Quando dieci anni non sono più un’età: la scioccante saga di abusi sessuali su una dodicenne che nessuno voleva vedere

Quando dieci anni non sono più un’età: la scioccante saga di abusi sessuali su una dodicenne che nessuno voleva vedere

Il caso di presunta violenza sessuale su una bambina di dodici anni, con coinvolgimento di un minore e di un diciottenne, si tinge di nebbie di riserbo e vaghezza, mentre la giustizia si muove a passo di lumaca tra sequestri di telefonini e tablet. Secondo l’accusa, gli abusi risalirebbero al 2023, periodo in cui la vittima aveva appena dieci anni, ma naturalmente tutto è ancora da dimostrare, perché qui stiamo parlando di minori: mica si può correre troppo.

L’avvocato Alessandro Margiotta si affretta a dichiarare che il suo assistito “si dice estraneo alle accuse così come contestate”, una frase che suona come un sospiro di speranza in un mare di incertezze. Nel frattempo, le forze dell’ordine hanno fatto sparire tutti i dispositivi elettronici dei due giovani, pronti per un accurato esame, naturalmente nell’ambito di “accertamenti irripetibili”: una definizione che sa tanto di mistero rituale.

Dalla parte della presunta vittima, invece, la narrazione è più definita: la dodicenne ha avuto la forza di confidarsi con i genitori, che a loro volta hanno preso la decisone – ammirevole, a dir poco – di rivolgersi a un centro antiviolenza, seguita poi dalla denuncia alla procura dei minori de L’Aquila. Ma non finisce qui: la denuncia è stata girata anche a Sulmona, perché il diciottenne indagato risiede proprio lì. Insomma, una partita giudiziaria che si muove tra province e prende la forma elegante di un rompicapo burocratico.

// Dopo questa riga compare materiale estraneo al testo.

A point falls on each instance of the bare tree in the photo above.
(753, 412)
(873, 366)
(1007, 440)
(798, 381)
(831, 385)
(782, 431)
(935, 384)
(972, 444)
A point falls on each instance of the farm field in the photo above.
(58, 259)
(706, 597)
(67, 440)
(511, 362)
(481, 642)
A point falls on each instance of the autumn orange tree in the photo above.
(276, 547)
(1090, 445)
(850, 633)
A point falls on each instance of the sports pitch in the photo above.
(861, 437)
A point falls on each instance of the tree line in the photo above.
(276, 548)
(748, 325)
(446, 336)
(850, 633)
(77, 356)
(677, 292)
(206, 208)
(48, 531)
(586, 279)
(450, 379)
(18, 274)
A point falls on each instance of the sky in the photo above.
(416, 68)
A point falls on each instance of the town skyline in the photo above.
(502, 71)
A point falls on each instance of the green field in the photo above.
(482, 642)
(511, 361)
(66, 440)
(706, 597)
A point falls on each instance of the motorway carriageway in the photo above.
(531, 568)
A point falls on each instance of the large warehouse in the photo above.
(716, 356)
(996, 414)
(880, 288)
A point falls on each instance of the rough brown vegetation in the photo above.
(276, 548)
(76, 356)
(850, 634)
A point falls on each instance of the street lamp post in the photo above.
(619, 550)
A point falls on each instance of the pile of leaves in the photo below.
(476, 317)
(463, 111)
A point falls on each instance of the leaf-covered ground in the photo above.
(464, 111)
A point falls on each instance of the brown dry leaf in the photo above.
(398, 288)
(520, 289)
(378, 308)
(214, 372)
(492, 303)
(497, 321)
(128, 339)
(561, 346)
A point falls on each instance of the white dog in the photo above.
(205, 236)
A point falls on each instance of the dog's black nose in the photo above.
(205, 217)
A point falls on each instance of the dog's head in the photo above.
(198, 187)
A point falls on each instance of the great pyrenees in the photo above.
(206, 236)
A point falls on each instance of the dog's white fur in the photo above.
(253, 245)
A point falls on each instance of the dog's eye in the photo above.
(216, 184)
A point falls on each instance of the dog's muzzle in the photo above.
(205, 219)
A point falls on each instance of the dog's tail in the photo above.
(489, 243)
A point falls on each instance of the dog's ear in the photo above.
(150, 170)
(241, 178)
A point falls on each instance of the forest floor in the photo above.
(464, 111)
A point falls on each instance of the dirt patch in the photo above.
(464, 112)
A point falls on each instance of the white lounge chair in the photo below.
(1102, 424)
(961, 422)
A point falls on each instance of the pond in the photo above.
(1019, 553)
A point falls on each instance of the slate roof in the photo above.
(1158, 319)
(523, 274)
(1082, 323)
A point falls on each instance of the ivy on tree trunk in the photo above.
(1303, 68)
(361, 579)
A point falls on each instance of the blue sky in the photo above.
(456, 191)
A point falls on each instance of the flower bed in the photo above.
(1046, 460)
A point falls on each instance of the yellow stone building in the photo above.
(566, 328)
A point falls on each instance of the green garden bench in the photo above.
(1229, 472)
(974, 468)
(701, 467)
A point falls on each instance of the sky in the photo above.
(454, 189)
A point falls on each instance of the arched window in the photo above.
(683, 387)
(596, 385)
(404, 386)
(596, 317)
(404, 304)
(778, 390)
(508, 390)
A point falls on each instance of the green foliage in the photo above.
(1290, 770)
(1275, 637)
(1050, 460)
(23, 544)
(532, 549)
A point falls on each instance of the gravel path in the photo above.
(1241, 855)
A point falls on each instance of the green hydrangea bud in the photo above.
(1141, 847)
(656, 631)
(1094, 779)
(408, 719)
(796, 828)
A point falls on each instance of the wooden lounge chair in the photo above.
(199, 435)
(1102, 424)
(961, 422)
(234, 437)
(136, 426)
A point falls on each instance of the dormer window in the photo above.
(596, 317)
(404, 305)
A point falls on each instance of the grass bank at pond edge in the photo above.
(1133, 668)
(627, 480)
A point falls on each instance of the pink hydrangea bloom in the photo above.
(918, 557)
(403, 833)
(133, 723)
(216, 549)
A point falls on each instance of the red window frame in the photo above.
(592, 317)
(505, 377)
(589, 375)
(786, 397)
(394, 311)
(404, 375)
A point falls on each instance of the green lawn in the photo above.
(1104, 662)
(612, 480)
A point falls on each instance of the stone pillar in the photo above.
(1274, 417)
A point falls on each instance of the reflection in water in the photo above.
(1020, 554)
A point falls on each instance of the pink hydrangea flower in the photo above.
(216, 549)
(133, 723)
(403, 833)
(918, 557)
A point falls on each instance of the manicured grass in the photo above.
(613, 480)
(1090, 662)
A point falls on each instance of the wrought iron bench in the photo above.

Margiotta richiama l’attenzione sull’importanza del riserbo, ovviamente dettato dall’età dei coinvolti, sottolineando che siamo ancora nell’”embrionale” fase dell’inchiesta, come se questo dettaglio servisse a rassicurare qualcuno. E ci tiene a ribadire, con quella dose di ipocrisia legale che non guasta mai, che se i fatti denunciati fossero veri, beh, allora la vittima sarebbe senz’altro la persona offesa. Incredibile rivelazione, non c’è che dire.

Una vicenda di presunta violenza familiare che solleva più domande che risposte

Non appena la denuncia è uscita allo scoperto, il rischio vero è che questa storia si trasformi in una partita a scacchi opaca tra avvocati e procuratori, con una pressione mediatica che, visto il delicato contesto di minori, dovrebbe essere trattata con guanti di velluto ma non senza una sana dose di critiche su come si gestiscano questi casi. Il fatto che gli abusi sarebbero stati filmati e diffusi su Whatsapp apre inoltre inquietanti riflessioni sul ruolo della tecnologia nell’aggravare drammi personali tra i più giovani. E mentre si aspetta che si accendano i riflettori ufficiali dell’inchiesta, la domanda che rimane sospesa è se questa vicenda diventerà un’occasione per interventi concreti, oppure resterà solo un ennesimo caso da archiviare rapidamente, pur di non disturbare troppo le apparenze.

Nel frattempo, i giovani protagonisti, accusati ma ancora presumibilmente innocenti, subiscono già il peso di un’accusa che, per quanto “presunta”, lascia macchie indelebili sulle loro esistenze. È un gioco crudele quello che si mette in scena, tra verità da scoprire e segreti da custodire, dove ogni parola pesa come un macigno e il pubblico resta a guardare, forse un po’ troppo distratto dalle contraddizioni che emergono nel racconto ufficiale.